Tinkering with Turkey
If the economic train wreck in Argentina looks gruesome, it's worth asking why the U.S. is cheering one of its most vital allies, Turkey, right down the same track. Turkey's Prime Minister Bulent Ecevit went to the U.S. this week seeking more trade and aid for his nation's shaky economy. He came away with little of the former, thanks to U.S. protectionists. But Mr. Ecevit got an official nod of approval for more IMF cash, since Mr. Bush has made clear he's willing to do whatever it takes to keep Turkey's economy afloat. That's the opposite of what a sensible U.S. policy would look like.
Check out the IMF trajectory in Turkey. The current program is by some counts the 20th in a series dating back to 1958. The current "rescue" began as a $4 billion program in 1999, intended to break with the past by bringing down inflation, then running at an annual 65 percent. At IMF urging, Turkey adopted a "crawling peg" -- in effect a system of planned devaluations.
The program produced a December 2000 banking crisis. The IMF then added $7.5 billion. By early 2001, Turkey has a lira crisis, and it switched to the IMF patent medicine of a floating exchange rate. The lira crashed. More than one million Turks have since lost their jobs.
Last May, the IMF tossed in another $8 billion, and still more advice. By last autumn Turkey had yet another crisis -- for which the IMF has now promised $12 billion. Meanwhile, with some $15 billion of the growing IMF pot already disbursed, Turkey's economy shrank last year by 8.5 percent; inflation over the same period was right up there at the old 1999 rate of 65 percent.
The latest IMF advice for Mr.

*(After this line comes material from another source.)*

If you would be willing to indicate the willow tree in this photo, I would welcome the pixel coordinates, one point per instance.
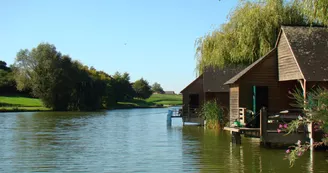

Ecevit is a tax "reform" intended to "broaden the tax base." That's Fund-speak for a tax increase, something Turkey already tried with value-added taxes on most goods and services last June. Mr. Bush has hooted down the mere thought of any tax increase amid recession for America. But when the IMF gives the same advice to other countries, the U.S. has no objection.
The U.S. and Europe can best help Turkey by opening their borders wide to Turkish goods and perhaps easing its $5 billion military debt burden. Turkey is too important to entrust to the IMF, and the world can't afford another Argentina.